ENVIRONMENTAL CONTEXT OF EARLY ARCHEAN STROMATOLITES: ANALOG FOR MARS?
Stromatolites are self-organized mesoscale structures that result from various forms of accretionary growth in the generally vertical direction. Processes that contribute to stromatolitic growth include gravitational settling of sedimentary particles, surface-normal precipitation of mineral grains and fibers, upslope or downslope movement (diffusion) of previously deposited materials, and random natural effects best treated as noise (Grotzinger and Rothman, 1996). Most of these processes are equally characteristic of both abiotic and living systems and thus provide little or no evidence for a biogenic origin. However, sustained upslope diffusion is a process that is readily attributable to life but not to any other non-vital agents at anything larger than the atomic scale (Runnegar and Jögi, 2007).

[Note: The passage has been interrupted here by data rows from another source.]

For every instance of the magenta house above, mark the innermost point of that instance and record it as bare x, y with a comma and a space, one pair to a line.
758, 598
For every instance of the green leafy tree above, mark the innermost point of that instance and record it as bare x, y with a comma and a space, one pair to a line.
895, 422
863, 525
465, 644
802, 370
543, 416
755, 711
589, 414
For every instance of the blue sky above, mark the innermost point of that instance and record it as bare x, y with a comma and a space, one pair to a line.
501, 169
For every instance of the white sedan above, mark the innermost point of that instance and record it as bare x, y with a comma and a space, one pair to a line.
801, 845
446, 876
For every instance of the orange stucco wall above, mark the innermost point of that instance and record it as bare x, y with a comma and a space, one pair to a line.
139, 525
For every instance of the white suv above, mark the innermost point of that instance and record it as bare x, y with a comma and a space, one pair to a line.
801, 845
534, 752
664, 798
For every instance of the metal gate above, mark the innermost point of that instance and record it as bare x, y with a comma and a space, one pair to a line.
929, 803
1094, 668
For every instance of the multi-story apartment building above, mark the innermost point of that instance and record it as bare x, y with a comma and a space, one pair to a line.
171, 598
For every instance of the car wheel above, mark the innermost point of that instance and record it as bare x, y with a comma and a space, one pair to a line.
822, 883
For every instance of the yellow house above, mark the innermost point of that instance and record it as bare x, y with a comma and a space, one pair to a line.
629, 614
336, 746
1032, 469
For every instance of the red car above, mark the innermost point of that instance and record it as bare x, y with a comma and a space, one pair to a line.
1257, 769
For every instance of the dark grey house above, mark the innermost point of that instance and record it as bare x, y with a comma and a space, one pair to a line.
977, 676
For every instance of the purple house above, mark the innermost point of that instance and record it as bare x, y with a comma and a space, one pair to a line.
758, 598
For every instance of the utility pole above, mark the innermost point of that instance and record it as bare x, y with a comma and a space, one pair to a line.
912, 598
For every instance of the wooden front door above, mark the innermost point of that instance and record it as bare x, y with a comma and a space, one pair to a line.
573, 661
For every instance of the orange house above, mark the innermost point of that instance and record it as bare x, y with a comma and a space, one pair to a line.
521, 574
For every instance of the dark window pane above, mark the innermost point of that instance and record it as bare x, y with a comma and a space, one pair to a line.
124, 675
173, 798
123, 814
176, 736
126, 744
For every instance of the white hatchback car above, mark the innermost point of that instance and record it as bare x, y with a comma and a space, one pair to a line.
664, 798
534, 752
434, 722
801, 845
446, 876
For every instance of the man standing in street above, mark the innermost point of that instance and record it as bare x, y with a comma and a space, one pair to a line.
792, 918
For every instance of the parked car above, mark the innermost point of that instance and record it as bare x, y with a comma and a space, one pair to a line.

The environmental context of stromatolitic structures provides another way to assess biogenicity. On Earth, early Archean stromatolites are commonly considered to have formed with gypsum, nahcolite (NaHCO3), or aragonite evaporites, now pseudomorphed by barite (BaSO4), quartz, and calcite (Buick, 2008; Tice and Lowe, 2004; Allwood et al., 2006); on Mars, prospective strata contain molds of sulfate crystals (possibly MgSO4.11H2O; Peterson and Wang, 2006) that have been attributed to evaporative processes (McLennan et al., 2005). Furthermore, an association of bacterial sulfate reducers with barite crystal growth surfaces has been claimed for the Australian Archean “evaporites” (Ueno et al., 2008; Shen et al., 2009). Our work on Australian Archean stromatolites and sulfates plus a new interpretation of Meridiani Planum “evaporites” (Niles and Michalski, 2009) suggests, however, that early Earth may be a poor analog for early Mars.